I started to protest, but one look at his serious face, and I lightened up on the gas pedal. I kept (almost) to the speed limit as we drove north. The hillsides were awash in a dusty green and sprinkled with golden California poppies, wildflowers waning in the spring heat.
“I’ve forgotten all this,” he remarked. “Forgot everything except you, Liza Jane.” He put his strong hand on my knee, and my heart lit with happiness, and the conviction of being loved.

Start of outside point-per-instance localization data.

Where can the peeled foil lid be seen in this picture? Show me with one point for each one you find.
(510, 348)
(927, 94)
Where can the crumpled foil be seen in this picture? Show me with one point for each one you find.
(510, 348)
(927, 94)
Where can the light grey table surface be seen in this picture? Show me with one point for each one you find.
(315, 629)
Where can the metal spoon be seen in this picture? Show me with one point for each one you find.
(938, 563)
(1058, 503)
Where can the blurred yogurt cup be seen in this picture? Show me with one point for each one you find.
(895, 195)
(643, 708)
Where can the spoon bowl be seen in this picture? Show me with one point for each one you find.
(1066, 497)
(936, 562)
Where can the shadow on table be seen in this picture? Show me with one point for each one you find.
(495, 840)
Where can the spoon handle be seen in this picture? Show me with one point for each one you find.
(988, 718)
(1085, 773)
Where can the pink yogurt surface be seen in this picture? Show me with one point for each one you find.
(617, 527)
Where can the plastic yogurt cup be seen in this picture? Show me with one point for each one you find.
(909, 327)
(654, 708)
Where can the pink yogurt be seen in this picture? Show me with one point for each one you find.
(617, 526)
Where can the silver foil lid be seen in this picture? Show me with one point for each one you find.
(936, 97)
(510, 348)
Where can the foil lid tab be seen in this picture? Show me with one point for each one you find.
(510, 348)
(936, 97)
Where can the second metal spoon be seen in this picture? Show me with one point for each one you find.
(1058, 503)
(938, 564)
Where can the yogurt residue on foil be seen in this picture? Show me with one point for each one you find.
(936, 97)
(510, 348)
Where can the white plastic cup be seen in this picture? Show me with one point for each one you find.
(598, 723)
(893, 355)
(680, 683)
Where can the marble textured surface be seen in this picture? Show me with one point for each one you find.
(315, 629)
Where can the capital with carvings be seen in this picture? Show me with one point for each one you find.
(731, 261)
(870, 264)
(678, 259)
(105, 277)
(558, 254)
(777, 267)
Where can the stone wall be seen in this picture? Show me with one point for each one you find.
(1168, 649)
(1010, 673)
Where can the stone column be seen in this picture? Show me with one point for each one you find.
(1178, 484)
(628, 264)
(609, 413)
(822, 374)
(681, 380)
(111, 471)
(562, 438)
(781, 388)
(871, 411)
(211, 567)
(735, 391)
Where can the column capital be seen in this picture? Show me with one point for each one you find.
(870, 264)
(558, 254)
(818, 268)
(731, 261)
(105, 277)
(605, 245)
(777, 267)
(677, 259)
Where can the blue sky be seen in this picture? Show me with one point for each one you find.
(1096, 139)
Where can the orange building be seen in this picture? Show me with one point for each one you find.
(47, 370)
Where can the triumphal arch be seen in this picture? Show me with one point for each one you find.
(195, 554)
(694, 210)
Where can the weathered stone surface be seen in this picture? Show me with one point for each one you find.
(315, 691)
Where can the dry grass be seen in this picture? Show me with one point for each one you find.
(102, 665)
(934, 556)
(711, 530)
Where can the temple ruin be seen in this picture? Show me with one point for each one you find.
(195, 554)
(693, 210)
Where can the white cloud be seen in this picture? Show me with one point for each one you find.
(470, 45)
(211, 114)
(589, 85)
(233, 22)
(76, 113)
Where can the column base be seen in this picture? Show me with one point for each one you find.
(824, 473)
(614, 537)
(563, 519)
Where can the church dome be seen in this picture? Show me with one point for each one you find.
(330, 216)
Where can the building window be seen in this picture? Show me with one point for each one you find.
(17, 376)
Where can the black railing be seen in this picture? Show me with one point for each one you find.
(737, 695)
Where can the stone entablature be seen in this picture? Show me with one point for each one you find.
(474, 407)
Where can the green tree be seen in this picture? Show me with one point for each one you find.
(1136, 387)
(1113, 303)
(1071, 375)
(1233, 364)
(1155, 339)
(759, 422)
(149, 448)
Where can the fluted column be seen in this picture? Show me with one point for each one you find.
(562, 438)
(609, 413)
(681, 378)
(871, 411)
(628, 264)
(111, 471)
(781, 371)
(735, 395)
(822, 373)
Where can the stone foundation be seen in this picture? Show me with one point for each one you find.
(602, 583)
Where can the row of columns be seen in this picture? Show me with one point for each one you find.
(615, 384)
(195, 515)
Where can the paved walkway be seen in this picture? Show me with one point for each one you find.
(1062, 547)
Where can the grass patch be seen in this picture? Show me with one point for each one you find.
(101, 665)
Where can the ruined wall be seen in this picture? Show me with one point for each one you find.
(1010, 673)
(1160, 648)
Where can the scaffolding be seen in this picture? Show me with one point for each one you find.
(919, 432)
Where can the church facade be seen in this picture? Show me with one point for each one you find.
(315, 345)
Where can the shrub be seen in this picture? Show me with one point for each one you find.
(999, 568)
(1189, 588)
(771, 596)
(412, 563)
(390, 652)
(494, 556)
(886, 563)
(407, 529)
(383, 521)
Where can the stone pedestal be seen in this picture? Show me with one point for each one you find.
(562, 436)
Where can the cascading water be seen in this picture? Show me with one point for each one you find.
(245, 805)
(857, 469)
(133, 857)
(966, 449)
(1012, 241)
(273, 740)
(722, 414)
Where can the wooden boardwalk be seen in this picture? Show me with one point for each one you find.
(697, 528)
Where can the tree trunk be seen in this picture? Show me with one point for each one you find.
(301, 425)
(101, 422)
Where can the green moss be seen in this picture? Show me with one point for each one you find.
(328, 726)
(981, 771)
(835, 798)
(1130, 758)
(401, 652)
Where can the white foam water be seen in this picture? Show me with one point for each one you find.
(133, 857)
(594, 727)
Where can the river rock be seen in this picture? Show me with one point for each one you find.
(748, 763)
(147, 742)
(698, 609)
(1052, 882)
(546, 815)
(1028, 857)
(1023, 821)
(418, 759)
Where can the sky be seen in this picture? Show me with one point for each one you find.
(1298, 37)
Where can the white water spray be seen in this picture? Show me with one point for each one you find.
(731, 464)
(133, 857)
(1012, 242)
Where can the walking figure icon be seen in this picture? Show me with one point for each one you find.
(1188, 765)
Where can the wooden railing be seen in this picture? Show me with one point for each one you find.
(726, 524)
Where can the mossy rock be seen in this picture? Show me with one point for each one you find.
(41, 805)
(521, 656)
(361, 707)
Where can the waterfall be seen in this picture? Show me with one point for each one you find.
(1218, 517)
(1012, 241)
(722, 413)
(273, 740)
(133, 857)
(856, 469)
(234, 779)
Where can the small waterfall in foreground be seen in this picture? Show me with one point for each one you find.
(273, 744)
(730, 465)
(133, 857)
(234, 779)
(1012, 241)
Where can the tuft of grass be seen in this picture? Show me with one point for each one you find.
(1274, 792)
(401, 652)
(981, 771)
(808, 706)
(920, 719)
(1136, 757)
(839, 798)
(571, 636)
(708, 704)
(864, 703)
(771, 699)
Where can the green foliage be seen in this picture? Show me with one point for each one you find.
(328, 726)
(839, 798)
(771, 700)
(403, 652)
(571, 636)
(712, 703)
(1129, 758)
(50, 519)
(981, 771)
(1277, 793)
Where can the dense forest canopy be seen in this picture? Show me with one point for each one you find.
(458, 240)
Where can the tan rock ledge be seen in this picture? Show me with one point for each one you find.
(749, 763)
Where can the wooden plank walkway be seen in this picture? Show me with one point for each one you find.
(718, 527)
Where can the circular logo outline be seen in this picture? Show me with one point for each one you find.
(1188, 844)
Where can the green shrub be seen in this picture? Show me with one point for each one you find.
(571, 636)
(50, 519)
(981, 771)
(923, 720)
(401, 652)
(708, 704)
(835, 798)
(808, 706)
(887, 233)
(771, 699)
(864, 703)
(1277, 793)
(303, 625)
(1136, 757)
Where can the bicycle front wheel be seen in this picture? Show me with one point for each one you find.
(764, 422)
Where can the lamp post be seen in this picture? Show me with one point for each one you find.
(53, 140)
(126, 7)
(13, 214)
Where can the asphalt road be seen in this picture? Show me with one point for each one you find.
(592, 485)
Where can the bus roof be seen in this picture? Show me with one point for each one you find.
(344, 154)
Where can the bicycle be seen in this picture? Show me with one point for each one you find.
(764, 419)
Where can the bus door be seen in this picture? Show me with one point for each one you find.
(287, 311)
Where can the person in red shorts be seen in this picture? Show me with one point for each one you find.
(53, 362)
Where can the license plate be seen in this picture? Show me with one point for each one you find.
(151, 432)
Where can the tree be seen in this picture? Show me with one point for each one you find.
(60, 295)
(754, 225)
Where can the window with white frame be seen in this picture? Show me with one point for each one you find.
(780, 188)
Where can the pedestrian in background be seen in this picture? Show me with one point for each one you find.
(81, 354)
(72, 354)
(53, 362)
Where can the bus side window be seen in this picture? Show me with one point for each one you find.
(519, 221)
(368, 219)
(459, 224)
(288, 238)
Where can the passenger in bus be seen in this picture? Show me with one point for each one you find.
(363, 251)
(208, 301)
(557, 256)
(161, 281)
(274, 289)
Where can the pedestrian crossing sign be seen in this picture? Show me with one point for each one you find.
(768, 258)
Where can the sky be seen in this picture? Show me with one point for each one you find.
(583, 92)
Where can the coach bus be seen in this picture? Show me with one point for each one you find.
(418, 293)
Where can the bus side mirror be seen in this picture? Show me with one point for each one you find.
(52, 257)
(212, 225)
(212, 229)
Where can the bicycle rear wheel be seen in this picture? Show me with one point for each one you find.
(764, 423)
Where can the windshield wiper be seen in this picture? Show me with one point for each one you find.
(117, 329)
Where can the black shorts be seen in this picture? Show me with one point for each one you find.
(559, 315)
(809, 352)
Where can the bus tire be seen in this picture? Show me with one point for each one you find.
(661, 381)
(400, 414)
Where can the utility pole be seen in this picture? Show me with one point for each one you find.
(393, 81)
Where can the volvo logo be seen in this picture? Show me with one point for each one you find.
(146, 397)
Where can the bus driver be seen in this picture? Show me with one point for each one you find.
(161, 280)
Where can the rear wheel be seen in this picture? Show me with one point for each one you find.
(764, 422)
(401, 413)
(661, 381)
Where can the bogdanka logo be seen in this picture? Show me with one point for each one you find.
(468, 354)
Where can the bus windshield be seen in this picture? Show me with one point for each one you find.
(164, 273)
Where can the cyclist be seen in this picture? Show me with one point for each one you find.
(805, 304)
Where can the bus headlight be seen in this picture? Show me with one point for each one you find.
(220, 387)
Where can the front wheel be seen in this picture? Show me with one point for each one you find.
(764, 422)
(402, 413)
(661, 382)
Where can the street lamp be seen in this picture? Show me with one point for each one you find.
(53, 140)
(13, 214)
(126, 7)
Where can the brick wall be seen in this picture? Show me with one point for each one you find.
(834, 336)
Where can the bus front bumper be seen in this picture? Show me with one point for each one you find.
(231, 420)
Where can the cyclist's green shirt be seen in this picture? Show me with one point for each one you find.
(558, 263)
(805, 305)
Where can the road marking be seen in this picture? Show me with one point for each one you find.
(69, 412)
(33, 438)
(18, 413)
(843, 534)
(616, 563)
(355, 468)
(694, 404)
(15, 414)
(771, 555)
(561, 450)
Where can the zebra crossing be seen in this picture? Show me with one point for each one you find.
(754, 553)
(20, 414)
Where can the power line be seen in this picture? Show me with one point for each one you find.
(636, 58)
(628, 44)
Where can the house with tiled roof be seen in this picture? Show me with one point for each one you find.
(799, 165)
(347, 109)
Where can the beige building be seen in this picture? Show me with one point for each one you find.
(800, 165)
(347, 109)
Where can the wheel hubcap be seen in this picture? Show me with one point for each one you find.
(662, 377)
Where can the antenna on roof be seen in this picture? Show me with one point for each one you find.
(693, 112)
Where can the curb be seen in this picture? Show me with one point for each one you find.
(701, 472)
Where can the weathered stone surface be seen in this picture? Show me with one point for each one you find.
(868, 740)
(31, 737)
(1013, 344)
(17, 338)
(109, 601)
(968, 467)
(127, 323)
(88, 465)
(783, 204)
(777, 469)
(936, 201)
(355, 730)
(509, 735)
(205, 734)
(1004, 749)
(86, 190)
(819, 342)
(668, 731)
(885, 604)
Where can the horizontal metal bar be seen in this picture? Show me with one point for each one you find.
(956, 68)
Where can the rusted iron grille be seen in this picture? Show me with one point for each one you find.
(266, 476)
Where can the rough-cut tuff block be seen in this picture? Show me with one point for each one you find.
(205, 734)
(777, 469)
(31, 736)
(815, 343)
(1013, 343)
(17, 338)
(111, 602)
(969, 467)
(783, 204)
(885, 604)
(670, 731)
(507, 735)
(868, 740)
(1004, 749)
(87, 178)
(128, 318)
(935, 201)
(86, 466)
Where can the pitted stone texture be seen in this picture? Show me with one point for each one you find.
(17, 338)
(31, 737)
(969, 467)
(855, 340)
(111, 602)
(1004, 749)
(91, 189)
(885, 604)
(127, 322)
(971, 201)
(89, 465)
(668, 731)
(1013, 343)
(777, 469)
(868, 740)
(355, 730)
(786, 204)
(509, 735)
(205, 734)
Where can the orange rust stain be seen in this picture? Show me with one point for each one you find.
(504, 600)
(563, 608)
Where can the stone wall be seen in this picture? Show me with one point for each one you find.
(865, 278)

As we dashed up the stairs, Bruno saw us and started barking wildly, but he must have been chained up, because he didn’t jump the fence. Terrence paused just briefly on the porch to look out over the beach, the sea, and the horizon, a view he had always loved. I opened the door (the matchbook still securely in place) and we dropped the suitcase and the typewriter on the floor and hungrily made our way to the bed, where the five months of our being parted had pent up in both of us. We made love swiftly, intensely, remembering each other’s bodies with every possible sense: touch, taste, scent, words. We slept and woke, and had something to eat, and he talked in a roundabout, anecdotal way of his time in Alabama. I noticed right away that his speech had slowed in the months he’d been gone. Even the way he used language had slid into an easy vernacular, as if August Branch’s insistence on correct usage had slipped his mind altogether. His talk was peppered with more biblical allusions than I remembered, and phrases I didn’t recognize. What is a hissy fit? What is Hoppin’ John?